The database is free, community-supported resource that helps protect against AI risk of third-party models
Robust Intelligence, the end-to-end AI integrity company that proactively mitigates model failure, has released the AI Risk Database, a free and community-supported resource to evaluate AI supply chain risk in open source models. The database includes comprehensive test results and corresponding risk scores for over 170,000 models, as well as a growing number of vulnerability reports submitted by AI and cybersecurity researchers.
The rapid pace AI development is driven in part by the availability of public model repositories, including Hugging Face, spaCy, PyTorch Hub, TensorFlow Hub, NVIDIA NGC AI software hub, Papers With Code, and others. These repositories have made sophisticated models widely accessible to organizations; however, it’s incredibly difficult to assess any given model for security, ethical, and operational risks. Statements about model robustness and performance documented in public repos may be unsubstantiated, and many malicious and inadvertent security vulnerabilities are embedded within model resource files themselves. When users download open source models and put them into production, they expose their organization and end-users to considerable risk.

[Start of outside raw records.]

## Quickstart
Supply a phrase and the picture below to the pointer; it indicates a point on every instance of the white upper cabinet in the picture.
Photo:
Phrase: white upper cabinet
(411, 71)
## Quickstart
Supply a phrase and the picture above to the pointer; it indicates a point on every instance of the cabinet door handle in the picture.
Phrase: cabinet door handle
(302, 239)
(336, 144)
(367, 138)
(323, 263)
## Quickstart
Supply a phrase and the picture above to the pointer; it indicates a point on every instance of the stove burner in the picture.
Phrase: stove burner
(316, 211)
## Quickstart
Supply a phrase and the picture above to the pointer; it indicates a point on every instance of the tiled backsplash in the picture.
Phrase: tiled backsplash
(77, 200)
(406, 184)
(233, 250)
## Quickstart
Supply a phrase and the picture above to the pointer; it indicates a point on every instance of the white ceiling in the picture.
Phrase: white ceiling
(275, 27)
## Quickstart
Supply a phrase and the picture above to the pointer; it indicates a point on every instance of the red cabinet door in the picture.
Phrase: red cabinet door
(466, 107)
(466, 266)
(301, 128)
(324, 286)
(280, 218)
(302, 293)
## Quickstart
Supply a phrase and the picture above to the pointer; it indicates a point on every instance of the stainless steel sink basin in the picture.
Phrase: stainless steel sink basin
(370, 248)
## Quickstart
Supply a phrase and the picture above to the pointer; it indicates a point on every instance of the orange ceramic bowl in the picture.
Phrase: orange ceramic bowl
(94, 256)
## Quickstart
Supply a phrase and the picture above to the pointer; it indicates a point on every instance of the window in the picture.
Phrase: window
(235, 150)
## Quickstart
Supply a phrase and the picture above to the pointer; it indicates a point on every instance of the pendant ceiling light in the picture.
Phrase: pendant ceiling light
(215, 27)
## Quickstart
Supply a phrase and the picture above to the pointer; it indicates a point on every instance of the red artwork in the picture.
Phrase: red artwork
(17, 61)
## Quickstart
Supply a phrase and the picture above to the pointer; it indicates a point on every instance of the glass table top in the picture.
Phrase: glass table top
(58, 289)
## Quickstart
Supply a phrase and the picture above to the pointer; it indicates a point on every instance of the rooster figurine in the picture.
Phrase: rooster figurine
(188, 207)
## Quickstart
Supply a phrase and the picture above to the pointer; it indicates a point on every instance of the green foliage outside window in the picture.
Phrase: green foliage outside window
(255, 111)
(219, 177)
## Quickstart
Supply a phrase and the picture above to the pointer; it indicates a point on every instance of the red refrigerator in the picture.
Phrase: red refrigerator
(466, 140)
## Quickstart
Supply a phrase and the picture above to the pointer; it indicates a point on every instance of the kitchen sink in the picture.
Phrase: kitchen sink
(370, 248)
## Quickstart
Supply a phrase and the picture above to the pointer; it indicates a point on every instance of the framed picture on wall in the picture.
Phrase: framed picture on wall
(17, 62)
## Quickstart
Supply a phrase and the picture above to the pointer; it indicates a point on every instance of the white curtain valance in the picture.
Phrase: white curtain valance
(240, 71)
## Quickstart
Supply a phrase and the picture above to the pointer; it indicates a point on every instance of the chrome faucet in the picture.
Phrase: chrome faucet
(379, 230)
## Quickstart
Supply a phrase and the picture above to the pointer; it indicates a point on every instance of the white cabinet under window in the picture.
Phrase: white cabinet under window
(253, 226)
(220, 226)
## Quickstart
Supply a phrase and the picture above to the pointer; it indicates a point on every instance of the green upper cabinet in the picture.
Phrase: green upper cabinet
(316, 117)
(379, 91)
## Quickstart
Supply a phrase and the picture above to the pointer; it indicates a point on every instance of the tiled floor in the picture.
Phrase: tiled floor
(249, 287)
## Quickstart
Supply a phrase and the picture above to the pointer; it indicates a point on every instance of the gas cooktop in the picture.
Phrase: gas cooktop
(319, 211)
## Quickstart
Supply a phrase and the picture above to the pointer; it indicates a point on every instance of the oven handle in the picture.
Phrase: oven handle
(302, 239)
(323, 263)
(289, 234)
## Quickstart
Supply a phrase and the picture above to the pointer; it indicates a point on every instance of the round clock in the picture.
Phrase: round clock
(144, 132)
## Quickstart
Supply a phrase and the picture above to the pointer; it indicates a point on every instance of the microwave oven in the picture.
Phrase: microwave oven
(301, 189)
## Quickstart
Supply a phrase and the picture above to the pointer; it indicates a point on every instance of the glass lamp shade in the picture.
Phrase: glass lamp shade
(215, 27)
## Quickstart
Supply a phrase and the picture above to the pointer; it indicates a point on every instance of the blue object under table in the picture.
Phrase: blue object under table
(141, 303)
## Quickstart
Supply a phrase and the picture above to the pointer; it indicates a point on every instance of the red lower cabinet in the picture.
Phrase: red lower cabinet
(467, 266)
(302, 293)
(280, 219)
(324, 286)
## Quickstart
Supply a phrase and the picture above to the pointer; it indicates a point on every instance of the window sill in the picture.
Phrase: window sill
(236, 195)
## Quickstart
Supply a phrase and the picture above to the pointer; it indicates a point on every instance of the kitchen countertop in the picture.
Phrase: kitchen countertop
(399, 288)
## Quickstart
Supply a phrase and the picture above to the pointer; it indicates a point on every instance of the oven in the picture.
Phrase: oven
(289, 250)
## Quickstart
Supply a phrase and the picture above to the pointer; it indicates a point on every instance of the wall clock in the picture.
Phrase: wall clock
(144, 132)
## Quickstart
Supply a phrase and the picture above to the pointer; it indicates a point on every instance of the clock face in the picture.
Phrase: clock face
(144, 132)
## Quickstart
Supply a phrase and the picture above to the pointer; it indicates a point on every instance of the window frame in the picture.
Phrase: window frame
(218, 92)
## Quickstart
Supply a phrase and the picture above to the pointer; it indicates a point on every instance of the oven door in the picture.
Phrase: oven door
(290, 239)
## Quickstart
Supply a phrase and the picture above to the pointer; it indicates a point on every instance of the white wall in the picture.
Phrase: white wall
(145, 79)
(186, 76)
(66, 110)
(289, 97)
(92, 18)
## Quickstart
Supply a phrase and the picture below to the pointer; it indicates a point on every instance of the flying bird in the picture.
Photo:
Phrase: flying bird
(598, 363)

The AI Risk Database makes it simple to understand the security, ethical, operational, and overall health of third-party models and serves as a centralized resource that covers the majority of public model repositories. This enables AI developers to easily evaluate and investigate various models before use and AI researchers to formally report risks they identify. The landing page includes a leaderboard to recognize the developers popular open source models that have the fewest known risks, and another leaderboard to recognize contributors who have submitted the highest-rated reports.
“While public model repositories are accelerating the pace of open source AI development, it’s essential that such models are thoroughly evaluated for risk before use – just as with any public software source. The AI Risk Database and other tools that collate model risks are essential to validate the security and robustness of open source models,” said Beat Buesser, Voting Member of the Technical Advisory Committee of the Linux Foundation AI & Data (LFAI) and maintainer of the Adversarial Robustness Toolbox (ART). “I am pleased by the comprehensive analysis of the AI Risk Database and the inclusion of additional community-supported resources, such as LFAI’s ART to measure model sensitivity to adversarial attacks.”
Read More: SalesTechStar Interview with Ryan Neu, co-founder and CEO at Vendr
The elements of the AI Risk Database
The AI Risk Database offers validation of open source models that is objectively independent from any of the public model repositories. It indexes models from public repositories and summarizes the results from hundreds of automated tests, supplemented by model vulnerability reports. Key elements of the AI Risk Database include:
- a comprehensive database of open source models that is searchable by name or characteristic,
- risk scores derived from dynamic analysis of the models for security, ethical, and operational risks,
- model vulnerability reports from both automated scanners and human contributors,
- a software bill of materials for public models that includes observability into shared resource files across different model repositories, and
- results of scanning model file resources for file-based anomalies (e.g., arbitrary code execution in pickle, pytorch, yaml, tensorflow, and other file formats).
Read More: 5 Ways Data-Driven BDR Leaders Motivate Their Teams
Initial findings reveal significant vulnerabilities
Initial analysis of the automated test results conducted by the AI Risk Database reveal vulnerabilities of varying severity in tens of thousands of open source models. To illustrate how widespread the vulnerabilities are, 50% of public image classifier models tested fail 40% of adversarial attacks and 50% of public natural language processing (NLP) models tested fail 14% of adversarial text transformations. The analysis also revealed dozens of repositories with pytorch, tensorflow, pickle, or yaml resource files that include unsafe or vulnerable dependencies, which at minimum can make the user (and by extension their organization) susceptible to known vulnerabilities and in more severe cases enable actions including arbitrary code execution.
“Open source tools have made AI advancements widely accessible, but the vulnerabilities have created a significant unmanaged risk,” explained Yaron Singer, CEO and co-founder of Robust Intelligence. “Organizations of all sizes are experimenting with, or deploying, models from public model repositories. The AI Risk Database enables the safe use of third-party models, and is one of many steps companies can take to instill integrity in their AI systems.”